The study has lent more conclusive insights into the composition of Dark Matter, by eliminating the possibility of particles called axions
For several decades now, astronomers have been making frantic attempts to uncover the mystery that is dark matter. Despite the substance making up more than 85% of the universe, there is very little knowledge regarding its behavior or composition. Dark matter is invisible in nature, however, it can be detected by the weak interactions it has with other forms of matter. Scientists have spent a considerable amount of time, and resources, to understand this form of matter. Now, in a new study, a team of astronomers from the Massachusetts Institute of Technology (MIT), have ruled out the possibility of axions constituting dark matter, the strongest contender particle till now.
While scientists have not been able to directly identify what constitutes dark matter, they have resorted to ruling out possible particles instead. ‘Dark Photons’ were ruled out earlier, by the HADES particle detector. Some other Weakly-Interacting Massive Particles (WIMPs) have also been eliminated over previous studies. The scientific community has long suspected axions to be a major part of dark matter composition.

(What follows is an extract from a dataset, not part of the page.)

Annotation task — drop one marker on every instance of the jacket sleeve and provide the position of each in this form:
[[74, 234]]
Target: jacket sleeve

To test this theory, the researchers conducted an experiment, which they have dubbed ABRACADABRA (A Broadband/Resonant Approach to Cosmic Axion Detection with an Amplifying B-field Ring Apparatus). Magnetic fields cease to exist within a ring, in conventional physics. However the presence of axions in the ring, could trigger a weak response in the detectors. To test this, they made use of small magnet, enclosed in a chamber, at a temperature of absolute zero (0 K/ -273°c), suspended from a string, and enclosed in superconducting materials to rule out interference.
However, the team failed to detect any axions in the multiple mass ranges, which they tested. They plan to continue tests in other mass ranges, and with improved apparatus, which can detect weaker interactions as well.